Entonces preguntó: —Jefe Jiang, ¿te interesan las actividades al aire libre como hacer senderismo por la montaña?
Puedo invitar a algunas chicas para que se unan.
Podríamos hacer una transmisión en vivo.
Al oír esto, Jiang Feng declinó educadamente: —Mejor lo dejamos.
Solo me interesa montar puestos.
Pasaré de las actividades al aire libre.
Sigue adelante con tus planes.
Tong Jincheng asintió.
—No te preocupes.
En poco tiempo, dos humeantes tazones de sopa de fideos de arroz con caracoles estaban listos.
Jiang Feng también cogió dos cuencos más pequeños y los llenó con manitas de cerdo, patas de pollo y callos salteados.
Al comer, podían simplemente añadirlos a sus tazones de fideos.
Tong Jincheng y Ningning encontraron un sitio para sentarse.
Ningning no se olvidó de hacerse selfis, asegurándose de salir tanto ella como Jiang Feng en la foto.
Algunas personas reconocieron a Tong Jincheng y lo saludaron; él respondió con una sonrisa y un gesto con la mano.
Entonces, los dos empezaron a comer su sopa de fideos de arroz con caracoles.
Tong Jincheng cogió unos fideos de arroz y los sorbió.
Al instante, un sabor rico y sabroso con toques de acidez y picante explotó en su boca; los sabores de los diversos acompañamientos se mezclaban en una combinación increíblemente deliciosa.
—¡El sabor no está nada mal!
¡Gente, no bromeo, este tazón de fideos es increíble!
—exclamó Tong Jincheng con admiración.
Ya estaba un poco hambriento, y como no solía comer grandes porciones, su apetito se había despertado por completo.

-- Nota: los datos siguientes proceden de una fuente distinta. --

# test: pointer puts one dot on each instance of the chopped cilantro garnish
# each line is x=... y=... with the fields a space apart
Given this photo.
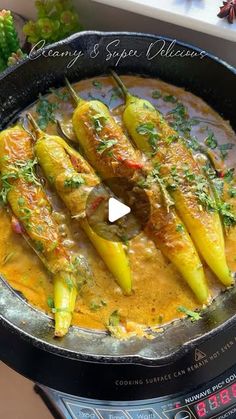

Sin más dilación, sorbió con avidez otro gran bocado de fideos de arroz.
Saboreó la deliciosa sensación, tanto que hasta se olvidó de hablar con la chica.
Los espectadores, al verlo comer con tanto entusiasmo en la transmisión en vivo, estaban asombrados.
Un momento, ¿no es un maestro del ligue?
¿Cómo se ha convertido en un streamer de comida?
¡Lo está disfrutando demasiado!
Definitivamente tiene talento para las transmisiones de comida.
Ningning también estaba concentrada en su sopa de fideos de arroz con caracoles.
Al principio había planeado comer educadamente, solo dando unos pocos bocados.
Pero quién iba a decir que una vez que empezara, no podría parar.
¡Este tazón de sopa de fideos de arroz con caracoles era realmente otra cosa!